The author’s lively contempt makes for easy and gratifying reading, but Brutal Minds isn’t another rant about the Left’s dominance of the university, which has long been an obvious fact. Ridgley has unearthed a legitimate scandal: the secretive psychological targeting of white students by a largely unknown cadre within higher education, one that has quietly taken over the college campus and, to an alarming degree, the K-12 classroom. The argument is nuanced and thoroughly researched, so it cannot be dismissed as provincial “far-right” alarmism. Brutal Minds puts to rest such lies as “critical race theory isn’t taught in schools.” To the contrary, the madrasas of the education world are saturated with the stuff.
On the other hand, outsiders, especially on the Right, will likely find the author’s depiction of the embattled faculty too favorable. Ridgley dedicates a chapter to bashing professors who engage in “antiracist” indoctrination, whom he describes as a distinguishable minority, but he is otherwise quick to overlook the moral cowardice of his rational peers. Ridgley belongs to a courageous few in his profession who are willing to upset the apple cart, and he exhorts students to “resist,” which raises the question: If there is no will for reform within academia, why should the students risk their necks?
The author cites anticommunist hero Václav Havel for inspiration, hardly an extravagance, given the stifling dominance of the “antiracist” Left, which has made it very costly to say the emperor has no clothes. One need not share the author’s sympathy for the academic world to find troubling the prospect of indefinite rule by a hostile, quasi-genocidal elite, which is likely to be the result if the Right succumbs to the temptation to cede the intellectual sphere, and the access to power and influence that goes with it, to the “antiracists.”
One already sees this taking shape with the sharp leftward drift of law and medicine and the decline in competent whites accepted to elite schools (and in white males pursuing higher education at all.) In any event, “anti-racism” will not remain confined to the campus, as many a disgruntled parent is coming to learn.
The author does not leave us with much hope the situation is salvageable.

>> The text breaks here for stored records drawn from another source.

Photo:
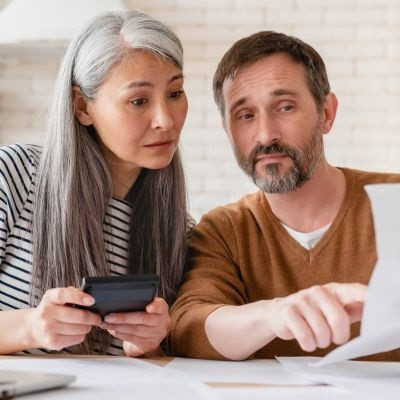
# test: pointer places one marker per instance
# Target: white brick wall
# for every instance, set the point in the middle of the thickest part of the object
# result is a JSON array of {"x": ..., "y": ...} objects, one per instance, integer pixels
[{"x": 358, "y": 39}]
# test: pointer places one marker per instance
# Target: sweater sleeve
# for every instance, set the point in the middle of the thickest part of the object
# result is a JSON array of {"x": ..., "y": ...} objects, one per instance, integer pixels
[
  {"x": 212, "y": 280},
  {"x": 4, "y": 230}
]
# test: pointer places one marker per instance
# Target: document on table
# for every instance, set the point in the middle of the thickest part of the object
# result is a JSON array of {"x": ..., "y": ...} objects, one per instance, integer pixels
[
  {"x": 380, "y": 325},
  {"x": 267, "y": 372},
  {"x": 112, "y": 378},
  {"x": 365, "y": 378}
]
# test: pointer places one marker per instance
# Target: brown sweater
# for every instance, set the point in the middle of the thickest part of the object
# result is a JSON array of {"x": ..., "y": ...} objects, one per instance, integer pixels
[{"x": 241, "y": 253}]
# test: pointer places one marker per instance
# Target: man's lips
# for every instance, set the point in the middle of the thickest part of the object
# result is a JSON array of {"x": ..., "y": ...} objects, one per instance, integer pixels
[{"x": 270, "y": 158}]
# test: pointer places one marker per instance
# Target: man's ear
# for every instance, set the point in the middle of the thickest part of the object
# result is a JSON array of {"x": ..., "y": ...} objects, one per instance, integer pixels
[
  {"x": 329, "y": 112},
  {"x": 80, "y": 107}
]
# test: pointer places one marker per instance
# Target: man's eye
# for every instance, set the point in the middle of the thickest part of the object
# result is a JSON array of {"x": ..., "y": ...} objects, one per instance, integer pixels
[
  {"x": 138, "y": 102},
  {"x": 286, "y": 108},
  {"x": 176, "y": 95},
  {"x": 245, "y": 116}
]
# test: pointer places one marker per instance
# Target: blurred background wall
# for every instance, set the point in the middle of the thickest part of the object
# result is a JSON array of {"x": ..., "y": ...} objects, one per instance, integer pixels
[{"x": 358, "y": 39}]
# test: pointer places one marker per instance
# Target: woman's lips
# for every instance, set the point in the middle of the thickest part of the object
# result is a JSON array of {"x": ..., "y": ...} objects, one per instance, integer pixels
[{"x": 159, "y": 145}]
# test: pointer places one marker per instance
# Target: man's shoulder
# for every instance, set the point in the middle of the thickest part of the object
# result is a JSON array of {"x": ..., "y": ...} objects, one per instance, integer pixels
[
  {"x": 236, "y": 210},
  {"x": 368, "y": 177}
]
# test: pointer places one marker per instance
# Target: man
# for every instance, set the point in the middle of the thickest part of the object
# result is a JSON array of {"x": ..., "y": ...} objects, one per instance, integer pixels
[{"x": 281, "y": 272}]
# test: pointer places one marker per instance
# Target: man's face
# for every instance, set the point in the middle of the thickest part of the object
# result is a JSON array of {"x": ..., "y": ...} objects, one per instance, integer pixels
[{"x": 273, "y": 123}]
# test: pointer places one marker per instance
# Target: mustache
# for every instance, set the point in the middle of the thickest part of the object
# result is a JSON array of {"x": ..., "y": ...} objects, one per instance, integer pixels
[{"x": 275, "y": 148}]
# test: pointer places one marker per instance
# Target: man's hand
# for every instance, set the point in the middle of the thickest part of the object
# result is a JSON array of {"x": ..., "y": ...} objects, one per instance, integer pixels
[
  {"x": 141, "y": 332},
  {"x": 317, "y": 316},
  {"x": 54, "y": 324}
]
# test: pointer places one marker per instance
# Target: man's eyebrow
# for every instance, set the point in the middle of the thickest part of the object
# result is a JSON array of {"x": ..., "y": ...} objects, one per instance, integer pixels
[
  {"x": 283, "y": 92},
  {"x": 150, "y": 84}
]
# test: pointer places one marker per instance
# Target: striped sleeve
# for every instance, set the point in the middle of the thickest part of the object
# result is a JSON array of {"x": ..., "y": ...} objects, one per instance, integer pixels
[{"x": 16, "y": 177}]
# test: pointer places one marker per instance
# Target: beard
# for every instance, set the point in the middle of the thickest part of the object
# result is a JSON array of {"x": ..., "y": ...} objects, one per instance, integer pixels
[{"x": 304, "y": 159}]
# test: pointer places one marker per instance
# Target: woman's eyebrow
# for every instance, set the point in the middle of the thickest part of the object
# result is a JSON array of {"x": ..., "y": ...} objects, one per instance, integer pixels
[{"x": 150, "y": 84}]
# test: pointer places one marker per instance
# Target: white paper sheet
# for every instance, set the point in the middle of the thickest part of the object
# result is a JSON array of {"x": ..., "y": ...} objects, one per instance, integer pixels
[
  {"x": 380, "y": 325},
  {"x": 112, "y": 378},
  {"x": 267, "y": 372},
  {"x": 366, "y": 379}
]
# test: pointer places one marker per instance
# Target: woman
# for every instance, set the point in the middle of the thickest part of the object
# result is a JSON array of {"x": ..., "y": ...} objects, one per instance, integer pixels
[{"x": 105, "y": 196}]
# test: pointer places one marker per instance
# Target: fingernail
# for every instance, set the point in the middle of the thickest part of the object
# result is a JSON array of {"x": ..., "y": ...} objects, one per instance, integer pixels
[
  {"x": 88, "y": 300},
  {"x": 110, "y": 318}
]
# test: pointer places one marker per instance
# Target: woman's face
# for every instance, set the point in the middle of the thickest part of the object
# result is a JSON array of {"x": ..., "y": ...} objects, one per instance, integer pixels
[{"x": 139, "y": 112}]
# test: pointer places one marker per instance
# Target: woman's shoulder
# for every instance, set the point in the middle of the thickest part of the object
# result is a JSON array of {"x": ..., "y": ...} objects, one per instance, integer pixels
[
  {"x": 18, "y": 164},
  {"x": 23, "y": 153}
]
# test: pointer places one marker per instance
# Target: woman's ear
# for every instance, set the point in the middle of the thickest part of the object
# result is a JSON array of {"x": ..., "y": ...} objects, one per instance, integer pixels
[
  {"x": 80, "y": 107},
  {"x": 329, "y": 112}
]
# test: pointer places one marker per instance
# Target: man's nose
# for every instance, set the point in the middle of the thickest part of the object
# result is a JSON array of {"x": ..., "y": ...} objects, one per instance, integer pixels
[
  {"x": 162, "y": 117},
  {"x": 267, "y": 129}
]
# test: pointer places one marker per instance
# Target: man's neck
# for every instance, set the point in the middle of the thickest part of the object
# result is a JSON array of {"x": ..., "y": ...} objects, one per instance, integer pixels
[{"x": 315, "y": 204}]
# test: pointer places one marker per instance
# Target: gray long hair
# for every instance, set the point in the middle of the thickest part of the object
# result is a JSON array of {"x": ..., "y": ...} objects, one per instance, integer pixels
[{"x": 74, "y": 185}]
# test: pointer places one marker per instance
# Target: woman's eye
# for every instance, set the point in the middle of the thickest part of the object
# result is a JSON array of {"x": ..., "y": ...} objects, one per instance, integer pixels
[
  {"x": 286, "y": 108},
  {"x": 138, "y": 102},
  {"x": 176, "y": 94}
]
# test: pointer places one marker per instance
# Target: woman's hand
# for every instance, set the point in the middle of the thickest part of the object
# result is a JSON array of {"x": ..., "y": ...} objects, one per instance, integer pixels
[
  {"x": 141, "y": 332},
  {"x": 54, "y": 324}
]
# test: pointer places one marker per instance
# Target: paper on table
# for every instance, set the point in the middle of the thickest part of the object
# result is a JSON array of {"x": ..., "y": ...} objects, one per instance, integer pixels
[
  {"x": 267, "y": 372},
  {"x": 112, "y": 378},
  {"x": 368, "y": 379},
  {"x": 380, "y": 326}
]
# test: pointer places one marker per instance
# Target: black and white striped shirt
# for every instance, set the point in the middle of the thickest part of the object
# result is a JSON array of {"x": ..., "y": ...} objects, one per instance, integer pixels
[{"x": 18, "y": 164}]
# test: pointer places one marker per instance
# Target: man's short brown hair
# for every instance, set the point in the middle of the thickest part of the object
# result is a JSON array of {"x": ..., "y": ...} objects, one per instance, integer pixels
[{"x": 255, "y": 47}]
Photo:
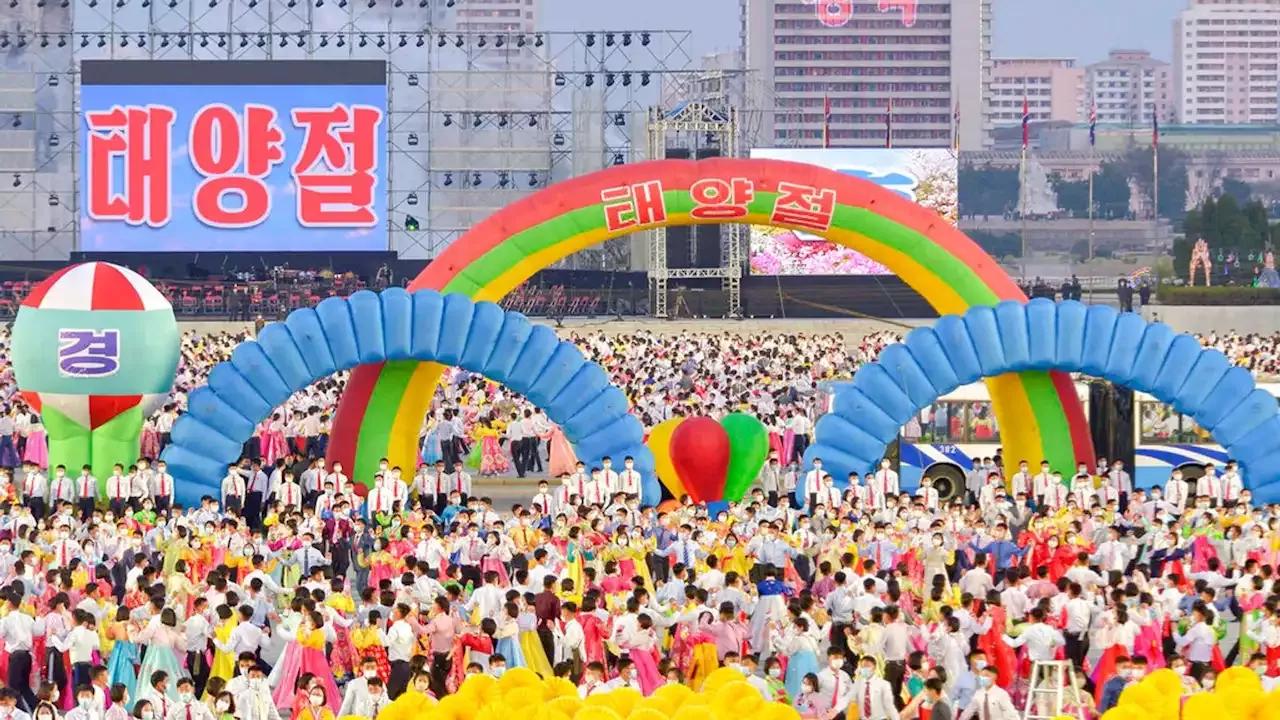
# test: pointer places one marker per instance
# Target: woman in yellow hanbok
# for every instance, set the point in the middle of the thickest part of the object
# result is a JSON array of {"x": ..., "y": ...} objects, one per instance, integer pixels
[{"x": 224, "y": 660}]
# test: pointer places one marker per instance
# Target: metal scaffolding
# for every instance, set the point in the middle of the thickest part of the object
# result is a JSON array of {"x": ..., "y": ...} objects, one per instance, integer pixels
[
  {"x": 693, "y": 126},
  {"x": 476, "y": 119}
]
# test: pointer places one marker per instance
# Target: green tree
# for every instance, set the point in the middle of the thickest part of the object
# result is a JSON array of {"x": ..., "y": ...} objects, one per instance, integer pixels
[{"x": 987, "y": 190}]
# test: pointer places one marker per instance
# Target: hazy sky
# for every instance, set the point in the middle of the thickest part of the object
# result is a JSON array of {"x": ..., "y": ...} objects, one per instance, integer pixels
[{"x": 1074, "y": 28}]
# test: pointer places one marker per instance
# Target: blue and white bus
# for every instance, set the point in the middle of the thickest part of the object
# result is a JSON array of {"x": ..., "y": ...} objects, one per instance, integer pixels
[{"x": 946, "y": 438}]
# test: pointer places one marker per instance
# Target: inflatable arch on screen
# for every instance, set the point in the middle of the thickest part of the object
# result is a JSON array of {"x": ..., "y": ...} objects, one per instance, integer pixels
[
  {"x": 504, "y": 250},
  {"x": 1013, "y": 337},
  {"x": 400, "y": 327}
]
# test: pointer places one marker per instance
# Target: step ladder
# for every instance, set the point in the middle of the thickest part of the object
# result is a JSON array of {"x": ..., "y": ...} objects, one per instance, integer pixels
[{"x": 1046, "y": 692}]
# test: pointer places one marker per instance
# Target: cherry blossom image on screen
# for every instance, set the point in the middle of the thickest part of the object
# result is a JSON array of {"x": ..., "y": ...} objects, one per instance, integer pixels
[{"x": 927, "y": 177}]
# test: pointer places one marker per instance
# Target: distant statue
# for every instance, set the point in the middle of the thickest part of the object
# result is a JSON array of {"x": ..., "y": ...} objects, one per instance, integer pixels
[
  {"x": 1269, "y": 277},
  {"x": 1200, "y": 258}
]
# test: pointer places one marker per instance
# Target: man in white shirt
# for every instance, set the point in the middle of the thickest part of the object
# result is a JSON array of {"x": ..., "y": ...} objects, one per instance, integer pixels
[
  {"x": 187, "y": 706},
  {"x": 991, "y": 701},
  {"x": 254, "y": 702},
  {"x": 873, "y": 695}
]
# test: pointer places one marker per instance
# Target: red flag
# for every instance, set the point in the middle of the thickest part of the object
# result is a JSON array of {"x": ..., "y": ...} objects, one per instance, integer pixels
[
  {"x": 1027, "y": 121},
  {"x": 888, "y": 123}
]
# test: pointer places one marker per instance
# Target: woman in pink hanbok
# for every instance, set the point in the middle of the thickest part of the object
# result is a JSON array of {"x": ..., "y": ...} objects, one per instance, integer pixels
[{"x": 37, "y": 446}]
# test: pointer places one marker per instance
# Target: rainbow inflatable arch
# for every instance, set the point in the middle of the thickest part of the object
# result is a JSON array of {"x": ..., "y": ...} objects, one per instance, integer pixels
[
  {"x": 384, "y": 404},
  {"x": 1015, "y": 337}
]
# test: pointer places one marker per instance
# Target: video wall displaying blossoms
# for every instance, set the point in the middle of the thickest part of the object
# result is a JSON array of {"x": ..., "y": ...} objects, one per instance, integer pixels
[{"x": 926, "y": 176}]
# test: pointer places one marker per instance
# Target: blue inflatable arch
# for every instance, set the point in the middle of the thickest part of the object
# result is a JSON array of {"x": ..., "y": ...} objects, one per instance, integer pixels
[
  {"x": 868, "y": 413},
  {"x": 366, "y": 327}
]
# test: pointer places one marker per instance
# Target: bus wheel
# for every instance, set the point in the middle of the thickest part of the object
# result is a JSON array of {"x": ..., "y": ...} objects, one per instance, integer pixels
[{"x": 949, "y": 481}]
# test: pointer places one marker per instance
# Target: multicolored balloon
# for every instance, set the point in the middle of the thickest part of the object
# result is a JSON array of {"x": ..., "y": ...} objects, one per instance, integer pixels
[
  {"x": 749, "y": 447},
  {"x": 699, "y": 451},
  {"x": 659, "y": 442},
  {"x": 95, "y": 350}
]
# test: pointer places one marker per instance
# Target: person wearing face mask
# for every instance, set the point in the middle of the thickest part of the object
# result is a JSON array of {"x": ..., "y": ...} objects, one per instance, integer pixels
[
  {"x": 188, "y": 707},
  {"x": 872, "y": 693},
  {"x": 991, "y": 701},
  {"x": 254, "y": 701}
]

While he advocates enforcing legal sanctions, which is certainly a step in the right direction, at present there is no institutional momentum or political will to address racism against whites, and there is even less public awareness of the true, malicious nature of “anti-racism.”
Most people who work in corporate America and have kids in school have a misleading, palatable notion. They are kept in the dark by obscurantists on the Left, who uphold a Potemkin façade of benign phrases like “implicit bias,” and culture warriors on the Right who often cloud the issue in platitudes of their own.
Brutal Minds exposes “antiracism” in its hateful, undiluted form. While it may not sketch a clear path forward, the book is a valuable piece of journalism on a matter of great public interest, the consequences of which can hardly be overstated.